- Genre: JRPG
- Platform: Apple Arcade
This is kind of an unusual one that ended up as a lucky confluence of a few factors. I generally don’t play mobile games anymore. After spending a bunch of time working on mobile games around 2011-14, I kind of was tired of the platform other than the necessity of owning a phone. Besides things like Pokemon Go or Fire Emblem Heroes, I really only use my phone as a web surfing device. That said, my experience on developing for Google platforms has always been overwhelmingly negative so as a result I also don’t own an Android device. Tie all that together and I have an iPhone, so when I see a company like Mistwalker release a JRPG through Apple Arcade, I’m somehow ready to enjoy it.
As it turns out, that’s a good thing in this case. Fantasian is a really good combination of things. It’s a classic turn based JRPG, but it throws in some interesting battle mechanics that keep it feeling fresh. The battle mechanics ramp up with some interesting bosses that really lean into on-the-fly strategy over simple number crunching. This is all backed by a diorama-based visual style that really evokes the PS1 era pre-rendered backgrounds in a much higher fidelity fashion.
Fantasian is at its core a spiritual sequel to early Final Fantasy games. It has a similarly silly fantasy JRPG plot. It has turn-based battles. It’s got the usual stats and buffs and debuffs typical of the genre. But it feels like more than that. It does some clever things with how it handles combat that set it apart.

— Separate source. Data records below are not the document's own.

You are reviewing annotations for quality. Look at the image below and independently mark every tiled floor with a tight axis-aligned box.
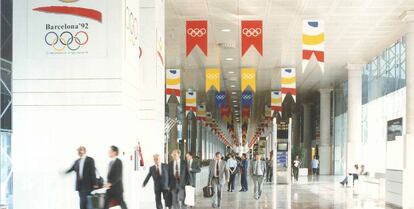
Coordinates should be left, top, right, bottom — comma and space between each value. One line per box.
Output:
191, 176, 388, 209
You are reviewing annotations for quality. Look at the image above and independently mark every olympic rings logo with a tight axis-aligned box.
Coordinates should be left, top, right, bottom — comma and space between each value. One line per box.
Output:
242, 28, 262, 37
187, 28, 206, 38
216, 95, 225, 100
125, 7, 139, 46
206, 74, 219, 79
242, 95, 252, 100
44, 31, 88, 51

The obvious one in-combat is that magic attacks can be curved while also passing through enemies. This puts a tremendous emphasis on positioning and maximizing hits to get through battle. Why take a couple of turns to kill one enemy with basic attacks when you can kill three enemies in the same amount of time with some pass through magic? This also allows for some interesting defensive mechanisms where enemies can activate a shield that blocks this pass through. As a result, bending around them to maximize your output becomes even more important. It’s a clever core mechanic that is both easy to use and incredibly effective, giving a nice layer of strategy to what are generally pretty basic trash fights.
There’s also a system called the Dimengion system that really plays into this. Once you’ve seen an enemy at least once, you can avoid it in random battles – at least temporarily. Those random battles are instead stored in a Dimengion, allowing you to cache up to 30 enemies to fight all at once. This brings a two-fold benefit. For one thing, the pace of the game is tremendously faster when you don’t have to go through as many battle start and finish transitions. However, the big benefit is that it’s a lot quicker to clear a bunch of trash at once with magic than it is battling them one at a time.

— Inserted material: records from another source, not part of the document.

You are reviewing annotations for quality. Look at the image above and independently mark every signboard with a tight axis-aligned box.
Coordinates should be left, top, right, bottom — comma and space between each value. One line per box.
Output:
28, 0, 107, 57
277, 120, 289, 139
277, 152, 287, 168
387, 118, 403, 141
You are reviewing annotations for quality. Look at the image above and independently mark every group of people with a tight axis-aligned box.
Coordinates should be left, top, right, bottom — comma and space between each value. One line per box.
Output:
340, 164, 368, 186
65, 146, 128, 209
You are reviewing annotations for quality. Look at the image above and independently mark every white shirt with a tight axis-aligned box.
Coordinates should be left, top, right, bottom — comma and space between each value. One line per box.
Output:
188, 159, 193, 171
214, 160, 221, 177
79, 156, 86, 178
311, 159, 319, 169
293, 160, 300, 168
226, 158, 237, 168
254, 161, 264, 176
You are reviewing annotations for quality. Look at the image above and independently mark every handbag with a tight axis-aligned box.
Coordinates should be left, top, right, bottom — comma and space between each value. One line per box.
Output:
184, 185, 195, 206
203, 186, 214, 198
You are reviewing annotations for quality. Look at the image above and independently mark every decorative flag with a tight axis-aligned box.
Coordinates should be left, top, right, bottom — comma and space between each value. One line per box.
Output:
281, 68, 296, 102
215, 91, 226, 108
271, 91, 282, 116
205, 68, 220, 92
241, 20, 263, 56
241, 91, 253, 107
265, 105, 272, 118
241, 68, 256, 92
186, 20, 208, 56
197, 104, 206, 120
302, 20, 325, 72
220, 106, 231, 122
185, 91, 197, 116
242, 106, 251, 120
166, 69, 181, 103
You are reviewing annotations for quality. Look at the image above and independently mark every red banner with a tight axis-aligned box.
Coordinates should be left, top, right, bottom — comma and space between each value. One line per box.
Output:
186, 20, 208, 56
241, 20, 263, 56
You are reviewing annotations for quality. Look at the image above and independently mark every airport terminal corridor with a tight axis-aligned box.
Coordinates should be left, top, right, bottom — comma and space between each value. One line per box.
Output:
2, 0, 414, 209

There’s been games in the past decade or so that have really tried to mitigate the typical JRPG grind – for example, Bravely Default letting you set the random battle chance – but this may be one of the most effective ones that I’ve seen. Battling a large group at once is just more fun than taking on smaller fights. Killing five or six things at the same time with a well curved fire spell is fun. Getting half a level at one time because you just cleared out 30 enemies is fun. Running through an entire world map screen without having to stop ten times for battles is fun. Ultimately, that increased level of fun ends up playing into the core mechanics of the battle anyway, so it reinforces the system while increasing engagement, which is always a win for the player.
The boss fights themselves are also setup in a way that encourages strategy with a mechanic that is specific to the fight that changes it in a way that discourages zerg rushing, and encourages careful planning of damage output. This works better in some cases than others, but I’ll outline a couple of examples.
In the fight above, the boss will occasionally go into a charge mode where his arms prepare lasers with large damage output. You’ve got two choices – use your turn to keep damaging the main boss and try to tank through the damage or damage the arms before they fire, thereby eliminating the threat. The more effective boss fights in Fantasian all work like that. Some mechanic will give you a few turns to react and let you take the choice of shifting your damage output in a way that prevents the boss’ attack, or try to push through – especially if you’re near the end of the fight.
This example above is one that didn’t work as well. Once this boss reached 50%, it throws a permanent poison field effect down, causing permanent poison to the party. The boss then eats the poison off the party members, and after a few turns throws a large AoE damage. You can only really tank through the damage, putting your party in a heavy heal rotation.
….unless you equip poison nullification gems, thereby eliminating the entire mechanic.
The boss fights that are trivialized via passive mechanics tended to be the ones that were less fun. You’d go in, sometimes win, and sometimes lose. If you lose, you now know the mechanic to watch for, equip to avoid it, and cheese your way through. Luckily, unlike Persona 5, this was pretty rare and wasn’t a thing that every boss had occur.
This game was a tremendous treat, or at least the first half of it was. The second half is supposed to be out by the end of the year, and move in more of a pseudo open-world quest-based direction. Given what I’ve played so far, I’m definitely looking forward to getting my hands on more Fantasian. I’d be lying if I said that I wasn’t hoping to see this come out in physical form on a more accessible platform once that second half is done, but until then if you’ve got an Apple device, this is the kind of content that proves the value of Apple Arcade, and is a must play.